Joseph était menuisier: il avait vraiment envie de voir le garage transformé en atelier partagé et de faire venir également d’autres créateurs avec lui. Bon, rien de très novateur, ça se faisait déjà depuis les années 20 lui rétorquait les anciens.

Céline approchait les 70 ans, elle vivait seule dans sa petite maison, ses fils étaient partis habiter au frais, à la montagne, dans les stations de ski transformées en tiers lieux du numérique. Elle s’inquiétait de vieillir seule dans sa maison et avait en tête depuis déjà longtemps de créer une maison où les anciens et les jeunes pourraient cohabiter pour s’entraider. Ses amies de l’ouest vivaient déjà dans ce type de maisons depuis 5 ans et elle militait pour que cette initiative se développe aussi dans son village.

Thomas, venait de fêter ses 18 ans. Sa vie c’était la musique! Avec ses copains, ils avaient créé un groupe: les Djinns, et ils avaient l’habitude d’animer les fêtes du village. Ils pourraient utiliser la maison pour répéter, organiser des concerts, héberger de nouveaux groupes et faire de Champagnole le village de la musique! 

 Pendant plusieurs semaines Joseph, Céline et Thomas se retrouvaient toutes les semaines afin de discuter d’une solution qui convienne à tous. 

 La discussion n’était pas toujours facile. Céline s’inquiétait du bruit que pourrait causer un espace de création. Elle qui aime tant la musique elle craignait trop de tintamarre.  Joseph, lui, s’inquiétait surtout de l’organisation que demande un tier-lieu, alors imagine un tiers-lieu inter-générationel ! Enfin, Thomas rechignait à l’idée d’être avec « des vieux ». Non pas qu’il veuille y faire la fête, mais cela risque de tout ralentir, on a beau être en 2035 les outils numérique ce n’est pas encore tout à fait ça. Et puis, l’idée c’est surtout de pouvoir expérimenter, créer pas sûr que tout le monde soit ouvert à la nouveauté. 

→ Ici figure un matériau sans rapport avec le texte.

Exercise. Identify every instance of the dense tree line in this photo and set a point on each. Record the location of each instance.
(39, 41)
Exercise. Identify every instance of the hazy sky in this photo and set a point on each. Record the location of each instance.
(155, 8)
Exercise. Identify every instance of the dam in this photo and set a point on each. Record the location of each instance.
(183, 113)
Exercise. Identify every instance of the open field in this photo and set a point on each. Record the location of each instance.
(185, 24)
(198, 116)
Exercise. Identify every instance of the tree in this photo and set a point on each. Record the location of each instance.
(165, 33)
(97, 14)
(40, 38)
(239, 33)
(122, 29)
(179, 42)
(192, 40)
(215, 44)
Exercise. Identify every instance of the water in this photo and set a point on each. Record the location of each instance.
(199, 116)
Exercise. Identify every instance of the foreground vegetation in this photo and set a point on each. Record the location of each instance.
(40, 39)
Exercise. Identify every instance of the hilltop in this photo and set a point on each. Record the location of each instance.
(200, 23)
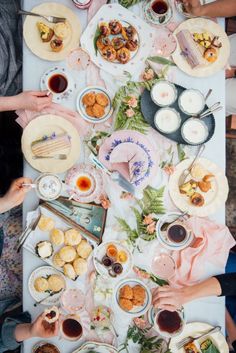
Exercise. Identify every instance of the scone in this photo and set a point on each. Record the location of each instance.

Aujourd’hui ils appellent ça « l’hiver brainstorm » en souvenir de ces longues soirée au coin du feu à débattre, argumenter et chercher des solutions ensemble. 

Juste avant le printemps ils s’accordent néanmoins sur un projet où les seniors vivent dans 3 studios. ils enseignent aux jeunes la musique, qui à leur tours aident à l’organisation du tiers-lieu (réception, service etc.) et installent des outils numérique (mais sobre) pour la prise de décision et la vie du lieu.